The Short End of the Long View

‘Financial Repression’ and 1099’s…Financial Repression is a concept that was articulated in the 1970’s but has come back into academic vogue lately. Carmen Reinhart has written a lot about it recently in the financial press. The simplified version is that it is a form of taxation forced upon savers as governments target negative real interest rates. As such, it is effectively a transfer of wealth from individual savers to the government sector as the government artificially lowers the absolute rate of interest to shore up a growing fiscal deficit.

As noted in my last post, since President Obama’s election the federal deficit is up 40% with what amounts to a zero interest rate policy. One can only imagine what that is going to look like should rates rise.

The notion of Financial Repression really hit home with me this week as I scurried around to provide information to my tax accountant. In one account with an average annual balance in the six figures, I had no 1099 form. I went to the local bank and asked if I could get a duplicate as I had misplaced the original.
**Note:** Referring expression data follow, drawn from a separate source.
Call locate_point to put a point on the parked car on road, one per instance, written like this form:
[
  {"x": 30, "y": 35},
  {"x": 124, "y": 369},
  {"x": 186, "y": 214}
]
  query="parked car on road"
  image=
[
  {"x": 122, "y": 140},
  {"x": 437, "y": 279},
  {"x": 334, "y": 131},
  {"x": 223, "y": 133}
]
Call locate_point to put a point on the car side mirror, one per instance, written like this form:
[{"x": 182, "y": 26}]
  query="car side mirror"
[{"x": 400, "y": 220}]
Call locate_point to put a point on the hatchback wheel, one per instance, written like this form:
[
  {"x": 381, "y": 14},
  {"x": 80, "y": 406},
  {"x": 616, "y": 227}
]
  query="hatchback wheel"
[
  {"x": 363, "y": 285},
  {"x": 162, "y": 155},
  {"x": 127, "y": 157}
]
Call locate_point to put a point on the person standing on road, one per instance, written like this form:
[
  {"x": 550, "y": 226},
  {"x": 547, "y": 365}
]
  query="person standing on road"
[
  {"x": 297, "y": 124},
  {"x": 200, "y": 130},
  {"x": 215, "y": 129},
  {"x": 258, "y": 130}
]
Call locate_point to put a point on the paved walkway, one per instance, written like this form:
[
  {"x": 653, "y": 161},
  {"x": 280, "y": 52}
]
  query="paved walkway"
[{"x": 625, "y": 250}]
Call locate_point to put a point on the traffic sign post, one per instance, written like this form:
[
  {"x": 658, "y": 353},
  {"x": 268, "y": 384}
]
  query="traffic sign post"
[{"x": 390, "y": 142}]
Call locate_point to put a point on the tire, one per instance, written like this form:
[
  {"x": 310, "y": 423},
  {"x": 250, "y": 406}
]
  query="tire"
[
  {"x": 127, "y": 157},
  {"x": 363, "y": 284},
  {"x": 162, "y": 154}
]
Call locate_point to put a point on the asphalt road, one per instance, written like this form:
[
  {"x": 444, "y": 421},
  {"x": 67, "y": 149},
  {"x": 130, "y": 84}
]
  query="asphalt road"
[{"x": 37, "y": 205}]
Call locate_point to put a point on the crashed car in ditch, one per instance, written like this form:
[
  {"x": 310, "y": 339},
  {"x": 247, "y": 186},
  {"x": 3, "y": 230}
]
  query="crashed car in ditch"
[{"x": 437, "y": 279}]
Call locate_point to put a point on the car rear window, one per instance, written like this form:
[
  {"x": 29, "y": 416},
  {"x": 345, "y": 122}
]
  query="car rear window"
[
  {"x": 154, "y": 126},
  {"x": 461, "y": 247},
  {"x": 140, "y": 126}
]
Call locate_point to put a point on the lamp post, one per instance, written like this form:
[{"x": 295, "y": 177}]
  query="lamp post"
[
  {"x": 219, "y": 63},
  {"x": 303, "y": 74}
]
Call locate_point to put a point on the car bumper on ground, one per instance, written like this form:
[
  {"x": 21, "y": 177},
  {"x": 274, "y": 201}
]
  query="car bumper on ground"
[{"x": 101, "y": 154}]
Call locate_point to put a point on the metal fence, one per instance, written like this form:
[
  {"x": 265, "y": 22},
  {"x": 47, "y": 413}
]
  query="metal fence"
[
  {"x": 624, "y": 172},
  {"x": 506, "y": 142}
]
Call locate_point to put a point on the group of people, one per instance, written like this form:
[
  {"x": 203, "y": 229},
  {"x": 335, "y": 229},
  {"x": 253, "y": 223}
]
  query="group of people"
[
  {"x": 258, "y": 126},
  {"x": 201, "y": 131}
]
The banker told me that since less than $10 of interest had been paid on the account they did not have to issue a 1099!!

No wonder investors are piling into risk assets! This is one of the desired outcomes of Financial Repression as conservative investors are forced out the risk curve in search of some form of absolute return. Oh for the days of the 5% passbook account!

Japan a Year Later…  We are just crossing the one year anniversary of the tragic earthquake and tsunami that rocked Japan. The devastation was monumental as measured in human, emotional and financial terms. Japan has been caught up in a decade-plus tenure of grinding deflation. The yen has been too strong for its export business and the BOJ has been too tight in its monetary policy. The debt in Japan has made it one of the largest indebted countries on the planet. Its financial markets have been dismal.

Year to date however, Japan is tied for the best performing equity market with Brazil. The BOJ has gotten looser in its monetary positioning. Could this be the big turn in the Japanese equity markets that people have been looking for in a decade plus? Small fortunes have been lost trying to predict this turn but it may finally be different in Japan.

Japanese equities account for 10% of the world indices and active managers have been woefully underweight Japan for some time now. It could be time to dabble in Japanese equities. If the turn is here there will be a land rush by world equity managers to participate….

4 Responses to “”

  1. May 23rd, 2012 at 2:54 am   

    Deepak Bidwai says:

    Very well explained how government first decreases the return earned on liquid assets, then force to take risk and then try to tax more on the same income.